Verslag van mensenrechtenschendingen tegen Koerdische burgers in Iran in juli

  • Iran

In zijn maandelijkse rapporten belicht het Kurdistan Human Rights Network (KHRN) gevallen van mensenrechtenschendingen in Koerdistan en schendingen van de rechten van Koerdische burgers in verschillende regio’s en steden in Iran.

KHRN heeft een nieuw rapport gepubliceerd met alle gevallen die het tussen 1 juli en 31 juli via zijn eigen bronnen en verificatiemechanismen in heel Iran heeft geregistreerd en gemeld.

KHRN merkte op dat de restrictieve omgeving voor onafhankelijke mensenrechtenorganisaties in Iran, in combinatie met de druk waarmee personen die het slachtoffer zijn van mensenrechtenschendingen en hun families worden geconfronteerd, het moeilijk maakt om nauwkeurige en uitgebreide rapporten te publiceren. Daarom hebben de statistieken en informatie in het rapport geen betrekking op alle gevallen van mensenrechtenschendingen.

Executies

In juli zijn in Iran ten minste vier personen geëxecuteerd.

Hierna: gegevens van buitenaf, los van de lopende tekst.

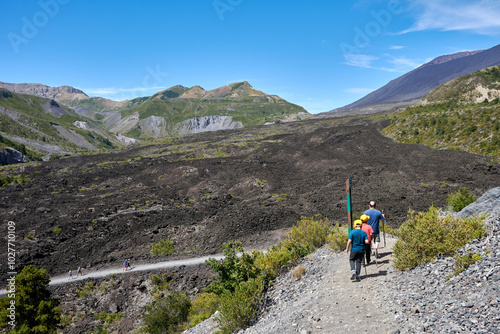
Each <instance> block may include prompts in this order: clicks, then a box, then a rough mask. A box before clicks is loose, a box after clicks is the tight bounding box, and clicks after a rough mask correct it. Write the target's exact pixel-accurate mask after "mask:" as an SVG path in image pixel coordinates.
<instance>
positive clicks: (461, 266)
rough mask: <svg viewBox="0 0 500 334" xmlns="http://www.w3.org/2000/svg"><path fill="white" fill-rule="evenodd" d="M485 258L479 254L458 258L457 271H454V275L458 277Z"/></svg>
mask: <svg viewBox="0 0 500 334" xmlns="http://www.w3.org/2000/svg"><path fill="white" fill-rule="evenodd" d="M482 258H483V257H482V256H481V255H479V254H474V253H472V252H469V253H467V254H466V255H462V256H457V257H456V258H455V271H453V274H454V275H458V274H460V273H461V272H463V271H465V269H467V268H468V267H469V266H471V265H472V264H474V263H476V262H477V261H479V260H481V259H482Z"/></svg>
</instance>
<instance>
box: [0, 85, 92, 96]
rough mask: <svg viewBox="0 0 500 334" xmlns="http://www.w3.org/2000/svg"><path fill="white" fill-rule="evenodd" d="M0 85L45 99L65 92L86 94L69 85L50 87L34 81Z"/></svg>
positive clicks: (64, 94)
mask: <svg viewBox="0 0 500 334" xmlns="http://www.w3.org/2000/svg"><path fill="white" fill-rule="evenodd" d="M0 87H2V88H6V89H8V90H10V91H11V92H14V93H19V94H29V95H35V96H40V97H44V98H47V99H55V98H57V97H59V96H62V95H66V94H83V95H85V96H87V95H86V94H85V93H84V92H83V91H81V90H79V89H76V88H74V87H71V86H60V87H50V86H46V85H42V84H36V83H22V84H14V83H7V82H0Z"/></svg>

Twee werden geëxecuteerd op beschuldiging van moord, één op beschuldiging van verkrachting en moord, en één voor drugsgerelateerde misdrijven.

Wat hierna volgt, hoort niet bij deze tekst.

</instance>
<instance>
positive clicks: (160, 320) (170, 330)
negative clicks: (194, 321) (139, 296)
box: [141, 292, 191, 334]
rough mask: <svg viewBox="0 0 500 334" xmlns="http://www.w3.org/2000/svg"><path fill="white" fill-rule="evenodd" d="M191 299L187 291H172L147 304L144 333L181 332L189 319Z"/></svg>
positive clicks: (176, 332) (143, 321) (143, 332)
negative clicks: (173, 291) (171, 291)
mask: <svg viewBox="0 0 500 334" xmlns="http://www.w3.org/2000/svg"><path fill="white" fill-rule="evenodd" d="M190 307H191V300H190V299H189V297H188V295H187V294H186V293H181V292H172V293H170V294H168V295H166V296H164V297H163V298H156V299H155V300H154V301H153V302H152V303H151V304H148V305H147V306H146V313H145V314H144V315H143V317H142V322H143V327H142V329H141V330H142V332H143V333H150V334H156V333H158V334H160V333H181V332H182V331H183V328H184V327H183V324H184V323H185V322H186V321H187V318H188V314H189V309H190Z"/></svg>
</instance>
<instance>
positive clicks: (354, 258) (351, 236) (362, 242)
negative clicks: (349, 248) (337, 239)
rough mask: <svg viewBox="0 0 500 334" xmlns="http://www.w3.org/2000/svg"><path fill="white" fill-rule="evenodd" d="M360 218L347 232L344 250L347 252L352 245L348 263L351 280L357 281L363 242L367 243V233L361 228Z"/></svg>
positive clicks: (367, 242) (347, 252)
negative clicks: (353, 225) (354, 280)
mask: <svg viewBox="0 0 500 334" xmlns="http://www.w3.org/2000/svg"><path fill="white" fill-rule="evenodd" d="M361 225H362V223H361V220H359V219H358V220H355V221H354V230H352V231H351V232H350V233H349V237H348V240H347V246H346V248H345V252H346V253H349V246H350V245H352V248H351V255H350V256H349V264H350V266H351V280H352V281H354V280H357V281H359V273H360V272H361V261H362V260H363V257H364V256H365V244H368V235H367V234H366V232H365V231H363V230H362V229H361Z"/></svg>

Twee executies vonden plaats in de centrale gevangenis van Kermanshah, één in de centrale gevangenis van Karaj en één in het openbaar in de stad Bukan, in de provincie West-Azerbeidzjan.

Doden onder burgers

In de tweede helft van juli hebben Iraanse politieagenten drie Koerdische burgers doodgeschoten. Eén werd gedood in Salmas, in de provincie West-Azerbeidzjan, terwijl de andere twee werden doodgeschoten in Holeylan, in de provincie Ilam.

Femicide

KHRN heeft in juli de moord op ten minste vier Koerdische vrouwen in gevallen van femicide gedocumenteerd. Deze incidenten vonden plaats in de steden Ilam, Kermanshah en Dehgolan en weerspiegelen een voortzetting van het gendergerelateerde geweld dat in de voorgaande maanden werd waargenomen.

Kolbars

Ten minste vijf kolbars (pakketdragers) werden vorige maand doodgeschoten en vier anderen raakten gewond door Iraanse grenswachten in de grensgebieden van Baneh en Marivan, beide in de provincie Koerdistan.

Detenties en arrestaties

Iraanse veiligheidstroepen arresteerden in juli ten minste 53 personen, waaronder vier activisten, drie voormalige politieke gevangenen, twee kunstenaars en een familielid van een slachtoffer dat gerechtigheid zocht – in het Perzisch bekend als dadkhah.

Vonnissen

Iraanse rechtbanken hebben in juli ten minste tien personen veroordeeld tot straffen variërend van drie maanden gevangenisstraf tot de doodstraf.

Deze maand was er een sterke stijging in het aantal doodvonnissen dat werd uitgesproken tegen Koerdische burgers. In een spraakmakende zaak heeft de Eerste Afdeling van het Islamitisch Revolutionair Hof in Orumiyeh vijf personen – Ali (Soran) Ghassemi, Pezhman Soltani, Kaveh Salehi, Rezgar Beygzadeh Babamiri en Teyfour Salimi Babamiri – veroordeeld tot in totaal elf doodvonnissen, naast lange gevangenisstraffen en geldboetes.

De mannen werden beschuldigd van betrokkenheid bij de anti-regeringsprotesten ‘Jin, Jiyan, Azadi’ (‘Vrouw, Leven, Vrijheid’) in de stad Bukan.

Amputatie als straf

Op 30 juli hebben de Iraanse autoriteiten de vingers van drie gevangenen – Hadi Rostami, Mehdi Sharafian en Mehdi Shahivand – geamputeerd met behulp van een guillotine in de centrale gevangenis van Orumiyeh.

De drie mannen waren gezamenlijk berecht en op 19 november 2019 door de Eerste Jeugdstrafrechtbank veroordeeld tot “amputatie van vier vingers van de rechterhand vanaf de basis, waarbij de duim en de handpalm intact moesten blijven” op beschuldiging van diefstal. Ze werden ook veroordeeld tot het teruggeven van de vermeende gestolen goederen.

Het vonnis werd op 10 mei 2020 bevestigd door afdeling 13 van het Hooggerechtshof, onder voorzitterschap van rechter Ali Shoushtari.